UDP-REQ-7: A NAT device whose external IP interface can be configured
dynamically MUST either
(1) Automatically ensure that its internal network uses IP
addresses that do not conflict with its external network, or
(2) Be able to translate and forward traffic between all internal
nodes and all external nodes whose IP addresses numerically
conflict with the internal network.
Status: Same as REQ-7 in RFC4787
UDP-REQ-8: It is RECOMMENDED that a NAT have "Endpoint-Independent
Filtering" behavior.
Status: "If application transparency is most important, it is
RECOMMENDED that a NAT have Endpoint-Independent Filtering
behavior. If a more stringent filtering behavior is most
important, it is RECOMMENDED that a NAT have Address-Dependent
Filtering behavior." is written at REQ-8 in RFC4787. In this
draft, we pick up only first requirement.

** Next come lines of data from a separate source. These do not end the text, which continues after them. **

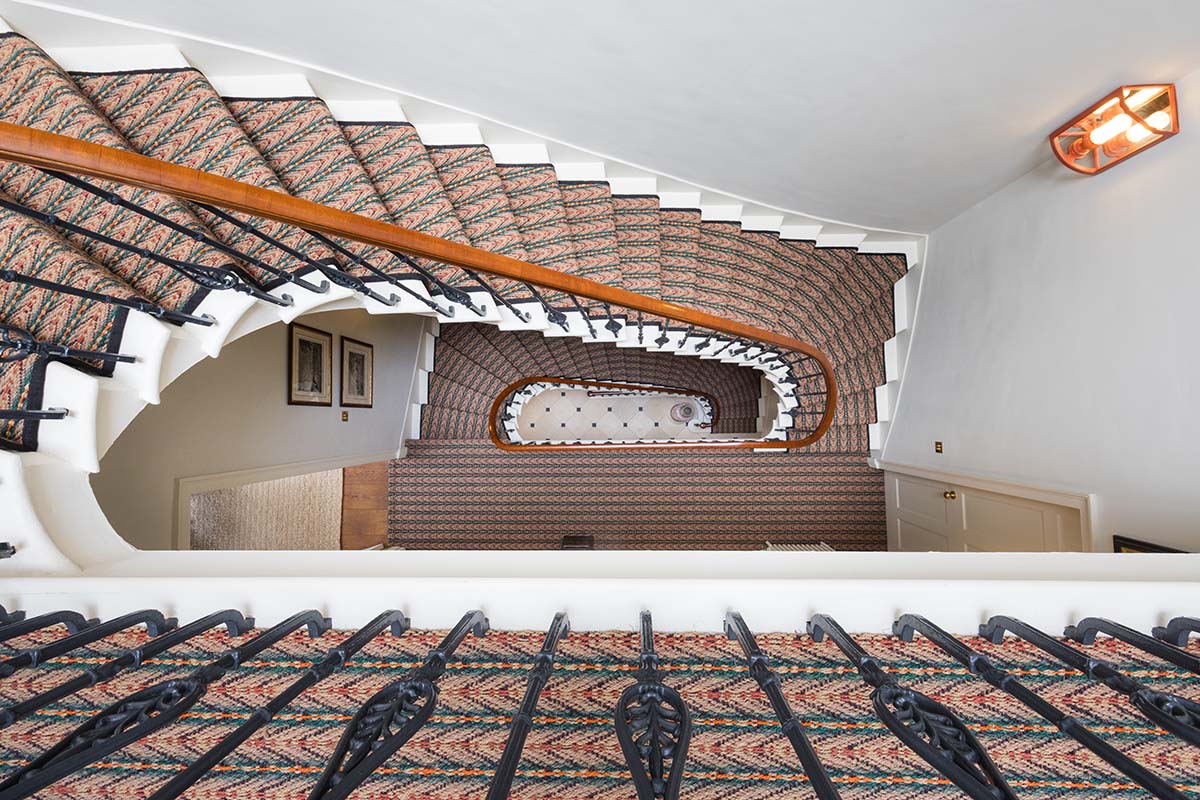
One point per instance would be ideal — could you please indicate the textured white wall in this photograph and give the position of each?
(232, 414)
(1057, 338)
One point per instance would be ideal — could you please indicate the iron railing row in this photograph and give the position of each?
(652, 720)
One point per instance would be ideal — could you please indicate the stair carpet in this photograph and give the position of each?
(839, 300)
(737, 750)
(473, 364)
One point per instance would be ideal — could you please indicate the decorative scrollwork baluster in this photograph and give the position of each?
(1170, 713)
(391, 717)
(132, 659)
(978, 665)
(925, 726)
(154, 621)
(522, 722)
(653, 726)
(768, 681)
(334, 660)
(143, 713)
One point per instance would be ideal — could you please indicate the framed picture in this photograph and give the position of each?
(358, 373)
(310, 366)
(1126, 545)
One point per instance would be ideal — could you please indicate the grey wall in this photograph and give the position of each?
(1057, 337)
(232, 414)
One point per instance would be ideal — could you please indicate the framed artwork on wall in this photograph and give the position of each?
(358, 373)
(310, 366)
(1126, 545)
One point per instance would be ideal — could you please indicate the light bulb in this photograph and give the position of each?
(1157, 120)
(1115, 126)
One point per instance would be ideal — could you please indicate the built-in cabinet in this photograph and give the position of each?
(927, 513)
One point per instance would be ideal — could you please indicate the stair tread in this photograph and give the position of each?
(35, 92)
(177, 115)
(639, 247)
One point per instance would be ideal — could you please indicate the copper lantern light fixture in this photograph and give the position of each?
(1122, 124)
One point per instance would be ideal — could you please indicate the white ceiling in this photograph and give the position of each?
(887, 113)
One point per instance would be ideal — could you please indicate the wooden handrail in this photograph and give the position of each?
(54, 151)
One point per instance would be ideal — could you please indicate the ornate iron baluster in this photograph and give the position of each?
(522, 722)
(21, 344)
(142, 713)
(653, 726)
(33, 656)
(977, 663)
(233, 620)
(335, 659)
(144, 306)
(768, 681)
(1177, 631)
(1169, 711)
(391, 717)
(210, 277)
(1085, 631)
(73, 621)
(925, 726)
(197, 235)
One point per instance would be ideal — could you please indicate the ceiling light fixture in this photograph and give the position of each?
(1123, 122)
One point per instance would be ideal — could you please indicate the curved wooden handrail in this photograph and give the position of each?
(54, 151)
(493, 413)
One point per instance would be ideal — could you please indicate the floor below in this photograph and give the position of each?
(467, 494)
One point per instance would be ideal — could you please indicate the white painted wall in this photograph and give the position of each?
(232, 414)
(1057, 338)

Justification: LSN which is placed at ISP/Carrier makes much of
transparency. In particular, for applications that receive media
simultaneously from multiple locations (e.g., gaming), or
applications that use rendezvous techniques. But to be more
precise, in the LSN case, it may not be needed for some specific
protocol such as DNS query and response.
UDP-REQ-8-a: The filtering behavior MAY be an option configurable by
the administrator of the NAT.
Status: Same as REQ-8-a in RFC4787
Justification: Having the filtering behavior being an option
configurable by the administrator of the NAT ensures that a NAT
can be used in the widest variety of deployment scenarios. More
detailed description can be found in original RFC.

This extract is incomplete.